Chemical and Biomolecular Engineering, Clemson University, Clemson, South Carolina, USA.
Biotechnol J. 2018 Sep;13(9):e1700590. doi: 10.1002/biot.201700590. Epub 2018 Jun 11.
CRISPR-Cas9 technology has been successfully applied in Yarrowia lipolytica for targeted genomic editing including gene disruption and integration; however, disruptions by existing methods typically result from small frameshift mutations caused by indels within the coding region, which usually resulted in unnatural protein. In this study, a dual cleavage strategy directed by paired sgRNAs is developed for gene knockout.
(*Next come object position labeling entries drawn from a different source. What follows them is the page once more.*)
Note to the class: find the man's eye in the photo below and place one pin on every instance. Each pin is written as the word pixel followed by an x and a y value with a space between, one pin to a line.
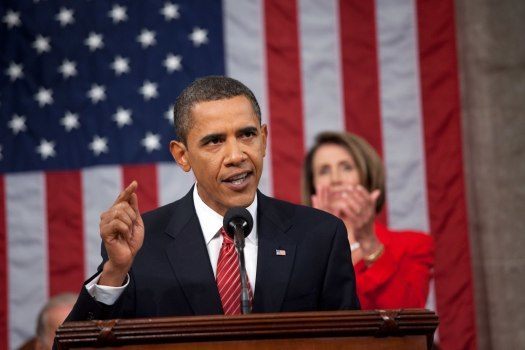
pixel 214 141
pixel 248 134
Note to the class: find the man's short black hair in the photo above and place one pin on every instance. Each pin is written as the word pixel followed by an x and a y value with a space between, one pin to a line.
pixel 209 88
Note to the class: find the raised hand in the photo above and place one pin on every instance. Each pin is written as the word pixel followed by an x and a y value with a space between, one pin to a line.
pixel 122 231
pixel 321 200
pixel 356 207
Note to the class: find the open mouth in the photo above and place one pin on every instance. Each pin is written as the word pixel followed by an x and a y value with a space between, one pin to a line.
pixel 239 179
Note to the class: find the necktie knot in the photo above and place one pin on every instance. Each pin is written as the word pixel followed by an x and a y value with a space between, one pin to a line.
pixel 226 238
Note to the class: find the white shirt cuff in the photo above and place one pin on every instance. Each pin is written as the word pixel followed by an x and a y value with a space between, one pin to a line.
pixel 105 294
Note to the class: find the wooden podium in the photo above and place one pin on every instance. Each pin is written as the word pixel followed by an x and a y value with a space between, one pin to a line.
pixel 383 329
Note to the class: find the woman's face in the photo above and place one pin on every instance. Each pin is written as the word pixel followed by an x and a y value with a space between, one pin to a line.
pixel 334 167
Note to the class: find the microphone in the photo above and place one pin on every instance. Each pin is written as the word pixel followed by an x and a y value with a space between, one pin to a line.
pixel 238 223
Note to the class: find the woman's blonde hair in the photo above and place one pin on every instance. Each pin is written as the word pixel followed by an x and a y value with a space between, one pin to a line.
pixel 369 164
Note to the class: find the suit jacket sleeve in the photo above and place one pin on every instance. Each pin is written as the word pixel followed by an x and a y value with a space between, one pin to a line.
pixel 339 287
pixel 87 308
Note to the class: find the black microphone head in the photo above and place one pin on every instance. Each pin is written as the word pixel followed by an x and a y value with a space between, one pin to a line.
pixel 238 216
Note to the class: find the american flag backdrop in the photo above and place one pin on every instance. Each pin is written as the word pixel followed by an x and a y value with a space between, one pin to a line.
pixel 86 92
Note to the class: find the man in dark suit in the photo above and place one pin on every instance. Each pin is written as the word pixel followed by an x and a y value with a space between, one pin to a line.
pixel 164 263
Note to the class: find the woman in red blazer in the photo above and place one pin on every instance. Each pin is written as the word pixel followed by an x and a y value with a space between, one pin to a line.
pixel 344 175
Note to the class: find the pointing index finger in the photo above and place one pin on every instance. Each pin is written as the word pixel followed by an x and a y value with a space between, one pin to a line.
pixel 125 195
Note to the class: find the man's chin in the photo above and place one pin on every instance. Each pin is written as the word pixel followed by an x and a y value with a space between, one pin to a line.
pixel 241 199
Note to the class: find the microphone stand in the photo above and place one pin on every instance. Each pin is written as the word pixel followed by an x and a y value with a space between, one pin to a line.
pixel 245 294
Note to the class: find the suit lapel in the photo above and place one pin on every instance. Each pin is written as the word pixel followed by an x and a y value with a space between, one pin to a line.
pixel 189 260
pixel 275 256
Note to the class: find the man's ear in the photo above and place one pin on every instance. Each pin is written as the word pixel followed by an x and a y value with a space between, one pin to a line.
pixel 180 154
pixel 264 134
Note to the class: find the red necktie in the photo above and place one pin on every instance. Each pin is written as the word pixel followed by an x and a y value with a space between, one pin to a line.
pixel 229 277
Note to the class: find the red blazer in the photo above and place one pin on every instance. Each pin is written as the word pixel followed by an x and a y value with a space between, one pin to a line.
pixel 401 276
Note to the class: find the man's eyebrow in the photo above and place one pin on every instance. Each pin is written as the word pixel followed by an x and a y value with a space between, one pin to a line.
pixel 205 139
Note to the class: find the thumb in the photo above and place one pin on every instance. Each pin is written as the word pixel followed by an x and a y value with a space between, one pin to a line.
pixel 315 201
pixel 134 203
pixel 375 195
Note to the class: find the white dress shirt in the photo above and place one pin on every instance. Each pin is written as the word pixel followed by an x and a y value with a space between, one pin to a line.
pixel 211 223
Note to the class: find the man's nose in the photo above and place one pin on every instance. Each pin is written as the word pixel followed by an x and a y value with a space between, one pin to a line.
pixel 234 153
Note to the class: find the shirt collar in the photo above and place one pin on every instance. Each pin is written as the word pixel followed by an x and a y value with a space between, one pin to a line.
pixel 211 221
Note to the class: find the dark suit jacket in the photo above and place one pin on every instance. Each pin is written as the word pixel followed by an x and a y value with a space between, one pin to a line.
pixel 172 275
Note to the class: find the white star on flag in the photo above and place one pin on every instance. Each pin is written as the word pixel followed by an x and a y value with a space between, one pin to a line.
pixel 172 63
pixel 199 36
pixel 149 90
pixel 41 44
pixel 99 145
pixel 46 149
pixel 122 117
pixel 94 41
pixel 170 11
pixel 17 124
pixel 120 65
pixel 97 93
pixel 12 19
pixel 14 71
pixel 118 14
pixel 65 16
pixel 68 69
pixel 151 142
pixel 70 121
pixel 44 97
pixel 169 115
pixel 146 38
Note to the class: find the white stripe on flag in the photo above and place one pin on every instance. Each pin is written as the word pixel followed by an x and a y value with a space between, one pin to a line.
pixel 246 61
pixel 173 182
pixel 100 188
pixel 401 115
pixel 321 68
pixel 27 252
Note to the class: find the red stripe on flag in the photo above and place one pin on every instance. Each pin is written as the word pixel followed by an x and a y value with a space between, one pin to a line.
pixel 445 181
pixel 357 20
pixel 146 176
pixel 65 231
pixel 4 334
pixel 284 95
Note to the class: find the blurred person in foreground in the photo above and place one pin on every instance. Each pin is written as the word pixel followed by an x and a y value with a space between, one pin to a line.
pixel 49 319
pixel 344 175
This method allows fast and robust gene excision, demonstrated on six genes of interest. The targeted regions for excision vary in length from 0.3 kb up to 3.5 kb and contain both non-coding and coding regions. The majority of the gene excisions are repaired by perfect nonhomologous end-joining without indel. Based on this dual cleavage system, two targeted markerless integration methods are developed by providing repair templates. While both strategies are effective, homology mediated end joining (HMEJ) based method are twice as efficient as homology recombination (HR) based method. In both cases, dual cleavage leads to similar or improved gene integration efficiencies compared to gene excision without integration. This dual cleavage strategy will be useful for not only generating more predictable and robust gene knockout, but also for efficient targeted markerless integration, and simultaneous knockout and integration in Y. lipolytica.
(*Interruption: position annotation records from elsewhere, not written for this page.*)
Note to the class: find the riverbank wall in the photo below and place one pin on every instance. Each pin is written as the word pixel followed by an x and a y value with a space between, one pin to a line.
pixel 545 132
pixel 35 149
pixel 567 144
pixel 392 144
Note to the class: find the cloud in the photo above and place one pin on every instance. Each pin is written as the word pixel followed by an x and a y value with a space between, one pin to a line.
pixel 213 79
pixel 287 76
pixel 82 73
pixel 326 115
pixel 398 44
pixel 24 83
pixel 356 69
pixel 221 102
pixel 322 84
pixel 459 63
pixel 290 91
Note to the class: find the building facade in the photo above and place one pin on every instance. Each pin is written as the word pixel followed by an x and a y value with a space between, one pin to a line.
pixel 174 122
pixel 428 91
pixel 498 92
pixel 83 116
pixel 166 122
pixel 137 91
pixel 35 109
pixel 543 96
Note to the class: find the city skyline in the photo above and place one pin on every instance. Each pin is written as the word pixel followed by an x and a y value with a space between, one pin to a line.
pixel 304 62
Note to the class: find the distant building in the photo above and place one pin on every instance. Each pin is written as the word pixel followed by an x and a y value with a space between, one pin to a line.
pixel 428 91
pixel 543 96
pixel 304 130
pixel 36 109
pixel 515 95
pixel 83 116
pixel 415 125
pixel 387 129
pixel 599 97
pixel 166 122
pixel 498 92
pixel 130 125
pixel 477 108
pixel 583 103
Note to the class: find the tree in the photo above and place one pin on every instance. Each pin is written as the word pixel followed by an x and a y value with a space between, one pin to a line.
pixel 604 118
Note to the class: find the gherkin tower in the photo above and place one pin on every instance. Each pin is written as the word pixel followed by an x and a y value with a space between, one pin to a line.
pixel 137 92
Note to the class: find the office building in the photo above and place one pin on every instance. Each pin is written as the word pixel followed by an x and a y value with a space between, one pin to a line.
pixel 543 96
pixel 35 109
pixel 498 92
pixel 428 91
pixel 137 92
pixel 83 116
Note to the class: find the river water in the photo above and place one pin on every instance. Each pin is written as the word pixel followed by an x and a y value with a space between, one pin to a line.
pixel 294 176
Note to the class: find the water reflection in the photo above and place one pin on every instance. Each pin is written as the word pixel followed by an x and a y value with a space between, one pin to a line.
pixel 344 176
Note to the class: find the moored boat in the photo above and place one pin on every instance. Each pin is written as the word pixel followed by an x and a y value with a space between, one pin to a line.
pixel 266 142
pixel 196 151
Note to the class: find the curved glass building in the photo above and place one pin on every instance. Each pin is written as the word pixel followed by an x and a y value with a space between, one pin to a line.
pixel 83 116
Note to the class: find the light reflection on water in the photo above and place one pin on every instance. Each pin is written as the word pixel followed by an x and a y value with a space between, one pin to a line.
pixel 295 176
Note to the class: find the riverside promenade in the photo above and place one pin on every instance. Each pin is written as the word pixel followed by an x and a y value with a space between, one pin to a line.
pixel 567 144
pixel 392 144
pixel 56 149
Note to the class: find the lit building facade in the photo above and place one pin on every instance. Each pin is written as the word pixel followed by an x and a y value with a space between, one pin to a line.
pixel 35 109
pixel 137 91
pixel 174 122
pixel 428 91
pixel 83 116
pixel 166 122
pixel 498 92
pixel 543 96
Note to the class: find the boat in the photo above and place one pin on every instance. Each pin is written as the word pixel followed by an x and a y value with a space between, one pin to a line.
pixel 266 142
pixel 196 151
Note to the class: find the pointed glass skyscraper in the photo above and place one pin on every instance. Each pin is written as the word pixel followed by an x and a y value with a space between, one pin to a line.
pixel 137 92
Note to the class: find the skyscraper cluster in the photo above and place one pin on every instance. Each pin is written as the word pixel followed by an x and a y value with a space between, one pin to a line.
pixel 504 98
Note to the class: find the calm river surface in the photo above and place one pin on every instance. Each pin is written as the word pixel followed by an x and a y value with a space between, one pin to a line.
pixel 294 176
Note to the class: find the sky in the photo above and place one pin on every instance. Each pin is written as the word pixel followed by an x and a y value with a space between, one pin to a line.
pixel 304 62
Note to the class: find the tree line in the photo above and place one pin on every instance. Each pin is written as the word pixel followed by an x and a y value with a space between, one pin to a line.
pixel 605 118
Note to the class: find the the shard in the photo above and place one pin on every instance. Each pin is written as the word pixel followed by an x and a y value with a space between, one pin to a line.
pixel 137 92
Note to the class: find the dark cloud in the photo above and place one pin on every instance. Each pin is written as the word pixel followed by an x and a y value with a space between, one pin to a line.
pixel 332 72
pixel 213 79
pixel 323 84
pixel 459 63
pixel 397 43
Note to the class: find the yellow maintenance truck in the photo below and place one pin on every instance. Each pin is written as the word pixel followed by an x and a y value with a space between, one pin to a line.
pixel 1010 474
CRISPR-Cas9 技术已成功应用于解脂耶氏酵母(Yarrowia lipolytica)的靶向基因组编辑,包括基因敲除和整合;然而,现有方法的敲除通常是由于编码区的插入缺失导致的小移码突变,这通常会导致非天然蛋白质。在本研究中,开发了一种由成对 sgRNA 指导的双切割策略用于基因敲除。该方法允许快速、稳健的基因切除,在六个感兴趣的基因上得到了验证。切除的靶区域长度从 0.3kb 到 3.5kb 不等,包含非编码区和编码区。大多数基因的切除都是通过无插入缺失的完美非同源末端连接修复的。基于该双切割系统,通过提供修复模板开发了两种靶向无标记整合方法。虽然这两种策略都有效,但基于同源介导末端连接(HMEJ)的方法比基于同源重组(HR)的方法效率高两倍。在这两种情况下,与不进行整合的基因切除相比,双切割导致类似或提高的基因整合效率。这种双切割策略不仅可用于产生更可预测和稳健的基因敲除,还可用于高效的靶向无标记整合,以及在解脂耶氏酵母中同时进行基因敲除和整合。